Um Grupo de Combate seguiu para o Xime a proteger dois camiões militares que foram carregar cunhetes de Munições e outro material militar como rações de combate, fardamento, armas, pneumáticos e material Rádio para comunicações.

O trabalho de descarga das barcaças vindas de Bissau processava-se com rapidez com as gruas do Pelotão de Intendência a transferir todo o material para os camiões, enquanto eu aguardava meditando por que razão estava naquele lugar, neste teatro de Guerra inimaginável a não ser por todos aqueles que como eu cumpriam o Serviço Militar Obrigatório.

O pior era depois de Bambadinca na picada para Mansambo, Ponte dos Fulas, Xitole, até ao Saltinho. A coluna ficava então medonhamente grande com mais camiões civis e militares carregados com mantimentos e elementos da população civil, aproveitando para se deslocar, para as diferentes Tabancas perto de Companhias e Destacamentos, dando até certo ponto um sentido de protecção e segurança de possíveis emboscadas, minas quer pessoais quer anti-carro.

A tensão visível nos rostos dos nossos camaradas e a apreensão com o imprevisto e o oculto, o inimaginável vindo de qualquer lado, com o empoeiramento vermelho do pó da picada que se entranhava por cima do fardamento, rostos e tudo o que se mexia, envolvidos por uma floresta de capim que não deixava ver um palmo à frente do nariz, o que aumentava a insegurança que todos vivíamos, uns mais que os outros. E assim fomos até Mansambo, onde alguns carros civis e militares e o Esquadrão de Panhards da Cavalaria, nos abandonaram a caminho desta Companhia do Batalhão de Bambadinca.

A coluna ficava ligeiramente mais pequena, mas todos nós sentíamos-nos mais pequenos, mais sós, mais impotentes, sem nada dizer a nossa expressão tudo dizia.
Mesmo assim a coluna continuava grande e lá íamos com redobrada cautela, bem escoltados mas com "cagaço" (pelo menos eu) do que pudesse acontecer.
E por fim chegamos à Ponte dos Fulas, sobre o Rio Pulom, afluente do Rio Corubal, de vital importância para as colunas de abastecimento para o Xitole e Saltinho.
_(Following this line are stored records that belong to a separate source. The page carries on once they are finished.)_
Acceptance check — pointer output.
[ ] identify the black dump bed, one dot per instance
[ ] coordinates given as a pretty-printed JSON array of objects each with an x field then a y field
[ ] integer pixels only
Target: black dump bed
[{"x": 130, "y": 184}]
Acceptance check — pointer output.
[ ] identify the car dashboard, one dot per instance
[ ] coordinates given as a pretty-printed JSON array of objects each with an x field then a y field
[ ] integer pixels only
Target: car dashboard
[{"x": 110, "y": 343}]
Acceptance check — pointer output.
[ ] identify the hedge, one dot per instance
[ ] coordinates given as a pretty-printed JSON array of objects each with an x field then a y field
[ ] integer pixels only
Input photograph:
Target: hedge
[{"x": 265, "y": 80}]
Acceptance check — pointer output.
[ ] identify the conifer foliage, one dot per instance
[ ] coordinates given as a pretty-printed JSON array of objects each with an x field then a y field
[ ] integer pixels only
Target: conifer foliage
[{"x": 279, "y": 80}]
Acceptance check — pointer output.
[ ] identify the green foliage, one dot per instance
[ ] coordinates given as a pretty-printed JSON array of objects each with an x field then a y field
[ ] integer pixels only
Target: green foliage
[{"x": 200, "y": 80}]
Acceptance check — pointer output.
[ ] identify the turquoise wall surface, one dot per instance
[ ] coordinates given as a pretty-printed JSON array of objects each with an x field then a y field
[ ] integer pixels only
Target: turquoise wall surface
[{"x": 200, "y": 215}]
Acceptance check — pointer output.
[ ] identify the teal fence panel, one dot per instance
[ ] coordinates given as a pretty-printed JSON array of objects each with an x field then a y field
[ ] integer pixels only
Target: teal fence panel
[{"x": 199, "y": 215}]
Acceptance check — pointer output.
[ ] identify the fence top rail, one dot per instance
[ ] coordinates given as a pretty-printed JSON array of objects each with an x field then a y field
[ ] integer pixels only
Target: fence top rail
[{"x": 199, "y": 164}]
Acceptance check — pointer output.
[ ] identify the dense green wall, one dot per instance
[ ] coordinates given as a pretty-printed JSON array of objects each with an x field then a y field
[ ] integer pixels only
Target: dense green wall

O destacamento da Ponte dos Fulas era qualquer coisa do outro mundo, um amontoado de adobes e tijolos, bidões, abrigos cavados na terra, valas, chapas de zinco, um forno de barro feito, chuveiros com bidões como depósito, um alpendre tosco que servia de refeitório, sala de convívio, mais ao lado um atrelado com depósito de água e um Grupo de Combate que o habitava, isolados, uns barbudos, outros carecas rapadas, de camisas abertas, calções esfiapados, uns com quicos, outros sem eles, calçavam uns botas outros xanatas.

Deste grupo uma secção permanecia no Torreão de vigia à Ponte, cerca de turnos de 24 horas que iam alternando com as outras secções. Milhares de garrafas vazias de cervejas encontravam-se a circundar a ponte e as margens do rio encostadas umas às outras em continuidade com um fio condutor que as segurava. Se algo, alguém ou um animal tocasse no fio ou nas garrafas, estas batiam umas nas outras e facilmente poderiam localizar o intruso pelo tilintar, tornando vulneráveis aos focos de luz direccionada para o local e às rajadas que se lhe seguem.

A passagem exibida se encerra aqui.